第百四十六話「冥 憶えていますか」

僕は覚えているよ 君を覚えているよ
僕は覚えているよ 君を忘れないよ


なんて歌が見ているあいだ頭の中で流れていましたが、それはともかく。

冥王星降格のニュースを聞いたとき最初に思ったのは高橋葉介の「冥王星」という漫画だったりするのだった。
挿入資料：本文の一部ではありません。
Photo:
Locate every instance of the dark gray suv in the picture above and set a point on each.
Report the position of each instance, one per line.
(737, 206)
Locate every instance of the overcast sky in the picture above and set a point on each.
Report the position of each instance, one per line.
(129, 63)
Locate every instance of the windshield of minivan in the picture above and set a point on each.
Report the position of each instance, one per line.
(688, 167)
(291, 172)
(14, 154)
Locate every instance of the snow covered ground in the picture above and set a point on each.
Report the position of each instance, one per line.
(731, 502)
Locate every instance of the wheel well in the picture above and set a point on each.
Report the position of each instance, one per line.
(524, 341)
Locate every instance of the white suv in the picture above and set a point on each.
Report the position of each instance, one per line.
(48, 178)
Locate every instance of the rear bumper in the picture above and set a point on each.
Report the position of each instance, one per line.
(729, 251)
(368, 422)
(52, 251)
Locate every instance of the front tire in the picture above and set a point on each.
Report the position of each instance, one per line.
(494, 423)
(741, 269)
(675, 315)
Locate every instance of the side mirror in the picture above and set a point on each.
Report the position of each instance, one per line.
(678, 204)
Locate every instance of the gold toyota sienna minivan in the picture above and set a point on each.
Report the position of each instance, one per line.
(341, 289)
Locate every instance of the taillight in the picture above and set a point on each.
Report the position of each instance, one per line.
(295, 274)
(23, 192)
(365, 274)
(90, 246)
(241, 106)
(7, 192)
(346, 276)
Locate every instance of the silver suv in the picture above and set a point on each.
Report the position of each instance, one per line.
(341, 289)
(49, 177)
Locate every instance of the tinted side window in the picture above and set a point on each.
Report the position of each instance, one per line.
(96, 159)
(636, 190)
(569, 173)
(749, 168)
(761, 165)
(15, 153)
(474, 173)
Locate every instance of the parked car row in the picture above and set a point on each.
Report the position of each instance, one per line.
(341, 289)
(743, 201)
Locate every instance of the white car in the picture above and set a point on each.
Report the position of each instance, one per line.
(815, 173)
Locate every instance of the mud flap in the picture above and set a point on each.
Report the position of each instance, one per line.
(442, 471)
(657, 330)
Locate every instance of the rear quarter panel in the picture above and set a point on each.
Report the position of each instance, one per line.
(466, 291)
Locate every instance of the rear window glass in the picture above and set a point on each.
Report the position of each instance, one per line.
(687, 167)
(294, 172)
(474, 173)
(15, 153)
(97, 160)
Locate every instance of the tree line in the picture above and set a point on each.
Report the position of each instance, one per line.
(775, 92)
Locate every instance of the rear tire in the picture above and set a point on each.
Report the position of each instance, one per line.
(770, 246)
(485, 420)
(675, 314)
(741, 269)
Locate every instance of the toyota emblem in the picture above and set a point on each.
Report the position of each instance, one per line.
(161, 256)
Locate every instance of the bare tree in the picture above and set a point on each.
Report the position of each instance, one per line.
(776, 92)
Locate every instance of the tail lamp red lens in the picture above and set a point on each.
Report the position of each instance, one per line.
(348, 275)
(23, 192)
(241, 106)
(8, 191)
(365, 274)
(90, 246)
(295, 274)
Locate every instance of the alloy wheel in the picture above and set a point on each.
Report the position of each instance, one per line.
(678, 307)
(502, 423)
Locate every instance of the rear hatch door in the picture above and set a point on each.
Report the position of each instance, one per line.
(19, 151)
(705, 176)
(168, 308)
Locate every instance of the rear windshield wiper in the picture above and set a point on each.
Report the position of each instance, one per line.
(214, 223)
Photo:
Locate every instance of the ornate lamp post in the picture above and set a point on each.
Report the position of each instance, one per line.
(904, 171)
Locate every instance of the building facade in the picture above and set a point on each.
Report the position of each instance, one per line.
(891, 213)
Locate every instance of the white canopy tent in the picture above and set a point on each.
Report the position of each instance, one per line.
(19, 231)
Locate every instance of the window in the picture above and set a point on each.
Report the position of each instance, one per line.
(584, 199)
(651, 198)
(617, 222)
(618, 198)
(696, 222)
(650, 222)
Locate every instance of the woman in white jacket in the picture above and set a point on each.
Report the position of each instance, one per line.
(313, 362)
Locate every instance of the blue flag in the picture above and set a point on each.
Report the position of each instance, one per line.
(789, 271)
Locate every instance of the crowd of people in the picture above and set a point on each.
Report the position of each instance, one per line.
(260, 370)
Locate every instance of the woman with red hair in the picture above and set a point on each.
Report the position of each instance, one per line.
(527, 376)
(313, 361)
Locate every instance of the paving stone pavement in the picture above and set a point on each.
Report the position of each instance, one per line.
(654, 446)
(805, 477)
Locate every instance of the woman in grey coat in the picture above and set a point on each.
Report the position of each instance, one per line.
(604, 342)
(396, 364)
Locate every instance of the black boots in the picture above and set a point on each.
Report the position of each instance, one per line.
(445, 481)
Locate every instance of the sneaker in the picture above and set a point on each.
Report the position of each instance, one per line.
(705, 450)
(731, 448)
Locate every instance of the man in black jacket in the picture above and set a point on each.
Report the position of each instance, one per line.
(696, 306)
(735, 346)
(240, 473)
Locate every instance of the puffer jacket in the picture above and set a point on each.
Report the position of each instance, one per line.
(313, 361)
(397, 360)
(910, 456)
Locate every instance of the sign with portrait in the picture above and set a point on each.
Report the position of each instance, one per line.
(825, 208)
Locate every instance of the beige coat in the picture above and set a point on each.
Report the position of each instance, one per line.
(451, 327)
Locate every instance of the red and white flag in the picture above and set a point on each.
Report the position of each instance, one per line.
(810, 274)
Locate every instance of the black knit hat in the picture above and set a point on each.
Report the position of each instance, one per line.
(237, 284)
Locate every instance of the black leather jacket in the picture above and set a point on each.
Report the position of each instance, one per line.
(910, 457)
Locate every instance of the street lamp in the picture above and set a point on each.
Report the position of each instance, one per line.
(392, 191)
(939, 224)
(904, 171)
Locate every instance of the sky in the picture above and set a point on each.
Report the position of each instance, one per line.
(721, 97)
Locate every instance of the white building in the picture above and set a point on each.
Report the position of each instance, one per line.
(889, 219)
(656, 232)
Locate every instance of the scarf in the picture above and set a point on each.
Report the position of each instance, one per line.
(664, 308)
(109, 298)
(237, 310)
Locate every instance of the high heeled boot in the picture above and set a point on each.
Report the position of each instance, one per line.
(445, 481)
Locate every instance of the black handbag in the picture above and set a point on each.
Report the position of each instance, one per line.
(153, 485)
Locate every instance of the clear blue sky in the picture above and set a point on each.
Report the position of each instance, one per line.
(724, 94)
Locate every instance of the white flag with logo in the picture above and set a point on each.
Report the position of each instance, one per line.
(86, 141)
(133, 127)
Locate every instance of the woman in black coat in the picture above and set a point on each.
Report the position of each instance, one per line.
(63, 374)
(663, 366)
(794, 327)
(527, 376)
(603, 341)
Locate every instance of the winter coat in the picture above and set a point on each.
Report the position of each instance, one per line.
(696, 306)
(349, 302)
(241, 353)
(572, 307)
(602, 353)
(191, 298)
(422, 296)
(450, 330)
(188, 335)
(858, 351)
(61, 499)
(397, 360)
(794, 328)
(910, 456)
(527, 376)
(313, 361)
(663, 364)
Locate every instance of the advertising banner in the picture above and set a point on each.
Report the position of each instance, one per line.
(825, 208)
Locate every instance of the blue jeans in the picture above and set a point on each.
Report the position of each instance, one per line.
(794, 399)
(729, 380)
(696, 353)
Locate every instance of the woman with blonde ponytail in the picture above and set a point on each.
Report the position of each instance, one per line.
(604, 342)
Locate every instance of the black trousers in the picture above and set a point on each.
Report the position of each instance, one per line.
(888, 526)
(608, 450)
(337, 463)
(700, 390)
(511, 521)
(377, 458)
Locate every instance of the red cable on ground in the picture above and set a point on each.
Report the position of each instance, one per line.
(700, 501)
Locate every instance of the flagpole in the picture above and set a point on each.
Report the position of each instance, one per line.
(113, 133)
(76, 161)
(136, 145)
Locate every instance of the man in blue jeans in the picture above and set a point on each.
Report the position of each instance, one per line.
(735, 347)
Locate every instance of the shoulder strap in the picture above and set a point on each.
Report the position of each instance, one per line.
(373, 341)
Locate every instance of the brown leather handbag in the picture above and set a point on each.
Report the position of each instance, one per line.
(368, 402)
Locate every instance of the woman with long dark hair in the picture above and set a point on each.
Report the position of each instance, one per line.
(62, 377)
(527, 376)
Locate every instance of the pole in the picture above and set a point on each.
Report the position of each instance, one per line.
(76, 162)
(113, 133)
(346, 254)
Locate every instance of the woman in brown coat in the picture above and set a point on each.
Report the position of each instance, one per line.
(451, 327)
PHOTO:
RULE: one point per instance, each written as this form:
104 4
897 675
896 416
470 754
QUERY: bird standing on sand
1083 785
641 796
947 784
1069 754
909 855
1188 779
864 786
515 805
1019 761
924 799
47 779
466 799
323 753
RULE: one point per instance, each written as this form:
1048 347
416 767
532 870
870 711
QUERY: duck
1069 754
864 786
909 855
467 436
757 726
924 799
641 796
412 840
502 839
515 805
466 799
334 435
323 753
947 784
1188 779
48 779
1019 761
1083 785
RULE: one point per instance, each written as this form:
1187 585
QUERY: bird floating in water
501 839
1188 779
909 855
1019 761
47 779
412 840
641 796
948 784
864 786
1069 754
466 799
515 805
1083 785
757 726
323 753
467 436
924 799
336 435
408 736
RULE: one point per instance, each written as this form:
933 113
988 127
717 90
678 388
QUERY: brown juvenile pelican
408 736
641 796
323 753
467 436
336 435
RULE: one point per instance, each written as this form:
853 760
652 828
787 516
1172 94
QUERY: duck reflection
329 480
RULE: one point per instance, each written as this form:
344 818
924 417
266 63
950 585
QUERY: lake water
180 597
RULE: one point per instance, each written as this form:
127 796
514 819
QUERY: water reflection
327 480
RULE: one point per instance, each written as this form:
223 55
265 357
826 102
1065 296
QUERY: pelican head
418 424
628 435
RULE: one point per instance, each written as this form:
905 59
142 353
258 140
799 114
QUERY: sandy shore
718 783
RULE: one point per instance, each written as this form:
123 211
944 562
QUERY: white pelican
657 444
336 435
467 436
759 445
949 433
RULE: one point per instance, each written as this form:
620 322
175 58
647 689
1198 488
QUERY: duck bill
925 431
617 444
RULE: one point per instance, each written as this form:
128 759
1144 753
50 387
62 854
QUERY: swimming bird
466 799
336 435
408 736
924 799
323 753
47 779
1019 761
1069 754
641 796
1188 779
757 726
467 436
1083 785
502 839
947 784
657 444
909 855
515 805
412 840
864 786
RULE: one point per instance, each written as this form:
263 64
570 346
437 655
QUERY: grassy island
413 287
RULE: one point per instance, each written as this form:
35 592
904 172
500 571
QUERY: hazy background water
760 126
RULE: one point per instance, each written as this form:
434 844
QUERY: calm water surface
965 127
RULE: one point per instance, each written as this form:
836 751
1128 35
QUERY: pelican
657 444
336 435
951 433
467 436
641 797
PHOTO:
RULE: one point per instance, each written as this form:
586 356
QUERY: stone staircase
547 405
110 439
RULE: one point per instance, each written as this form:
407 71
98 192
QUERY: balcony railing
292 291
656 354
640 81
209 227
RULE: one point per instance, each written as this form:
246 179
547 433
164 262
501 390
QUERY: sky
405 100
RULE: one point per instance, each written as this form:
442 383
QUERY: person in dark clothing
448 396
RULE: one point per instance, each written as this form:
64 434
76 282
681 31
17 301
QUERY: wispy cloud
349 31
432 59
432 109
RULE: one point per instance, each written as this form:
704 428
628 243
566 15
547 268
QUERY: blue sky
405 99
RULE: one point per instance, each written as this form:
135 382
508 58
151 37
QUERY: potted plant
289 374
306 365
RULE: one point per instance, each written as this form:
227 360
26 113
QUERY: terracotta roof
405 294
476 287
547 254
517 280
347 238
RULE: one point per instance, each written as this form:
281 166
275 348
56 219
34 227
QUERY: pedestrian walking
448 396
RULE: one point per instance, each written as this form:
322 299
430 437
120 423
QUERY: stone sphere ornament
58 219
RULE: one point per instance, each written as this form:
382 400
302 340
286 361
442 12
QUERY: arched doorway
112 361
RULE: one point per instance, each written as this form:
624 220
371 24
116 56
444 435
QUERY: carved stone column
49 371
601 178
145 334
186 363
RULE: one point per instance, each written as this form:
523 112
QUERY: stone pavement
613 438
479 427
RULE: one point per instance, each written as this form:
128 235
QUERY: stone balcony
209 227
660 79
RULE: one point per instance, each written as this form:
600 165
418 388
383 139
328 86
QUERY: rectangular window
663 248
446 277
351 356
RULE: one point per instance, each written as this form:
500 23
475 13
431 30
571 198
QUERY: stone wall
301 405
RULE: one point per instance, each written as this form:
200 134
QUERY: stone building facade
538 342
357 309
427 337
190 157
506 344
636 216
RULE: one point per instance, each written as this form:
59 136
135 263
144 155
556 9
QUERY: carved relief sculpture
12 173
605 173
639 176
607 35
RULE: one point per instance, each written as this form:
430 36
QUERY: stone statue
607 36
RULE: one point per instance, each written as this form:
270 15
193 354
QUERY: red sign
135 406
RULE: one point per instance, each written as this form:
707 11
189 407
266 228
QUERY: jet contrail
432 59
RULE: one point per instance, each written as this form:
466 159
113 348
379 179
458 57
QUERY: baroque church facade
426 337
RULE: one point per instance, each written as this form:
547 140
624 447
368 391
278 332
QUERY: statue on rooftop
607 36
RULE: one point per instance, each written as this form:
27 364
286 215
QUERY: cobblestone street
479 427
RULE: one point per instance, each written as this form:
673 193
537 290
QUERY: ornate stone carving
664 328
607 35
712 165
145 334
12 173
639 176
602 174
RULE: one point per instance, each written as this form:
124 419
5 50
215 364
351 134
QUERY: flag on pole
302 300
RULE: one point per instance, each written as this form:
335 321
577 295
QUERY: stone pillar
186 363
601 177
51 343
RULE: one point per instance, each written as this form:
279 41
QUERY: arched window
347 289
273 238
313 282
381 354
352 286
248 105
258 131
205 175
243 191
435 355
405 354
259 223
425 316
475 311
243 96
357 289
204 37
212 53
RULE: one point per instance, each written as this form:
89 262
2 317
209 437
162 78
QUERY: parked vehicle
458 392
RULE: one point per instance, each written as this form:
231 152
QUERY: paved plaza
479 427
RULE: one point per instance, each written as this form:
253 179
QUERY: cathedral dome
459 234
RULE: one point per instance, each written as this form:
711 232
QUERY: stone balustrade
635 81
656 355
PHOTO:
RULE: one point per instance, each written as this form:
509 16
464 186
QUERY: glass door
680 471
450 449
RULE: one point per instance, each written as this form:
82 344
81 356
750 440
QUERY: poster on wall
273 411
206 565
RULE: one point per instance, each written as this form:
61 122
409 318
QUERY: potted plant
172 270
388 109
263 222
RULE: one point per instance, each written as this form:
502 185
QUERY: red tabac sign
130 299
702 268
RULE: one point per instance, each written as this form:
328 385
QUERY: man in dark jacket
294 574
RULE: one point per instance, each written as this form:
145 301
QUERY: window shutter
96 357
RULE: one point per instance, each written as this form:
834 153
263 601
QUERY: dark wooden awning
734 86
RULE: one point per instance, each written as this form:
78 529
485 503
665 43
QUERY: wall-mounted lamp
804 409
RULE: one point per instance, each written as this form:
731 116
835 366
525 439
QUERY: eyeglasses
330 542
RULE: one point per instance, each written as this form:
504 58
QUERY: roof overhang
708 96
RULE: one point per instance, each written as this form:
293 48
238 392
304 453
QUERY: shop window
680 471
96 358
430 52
これは、主人公の夢幻紳士に精神を破壊された狂える殺人鬼が「冥王星の住人」と接触して契約し復讐を果たそうとするっていう話で、偶然にも、この話における「冥王星の住人」もまた、「冥」と同じく思念主体の存在なのだった(実体化した想念と実体を持たない精神の差はあるが)。

内容的には、レテの作用によって記憶がなくなって同じことをしてしまうのと、時間が巻き戻ったようにまったく同じことを繰り返すっていうループ現象を一緒にしているのが気にならないでもないが、経費の削減とわかりやすさを優先した結果なのだろう。
冬樹がレテに負けないのはもちろん、冥王星のことを決して忘れない類の人種であるのと、もちろん主人公特権(設定よりも観測者としての役割重視、ともいう)である。

とまれ、去りゆくものへ愛惜溢れる一編でございました。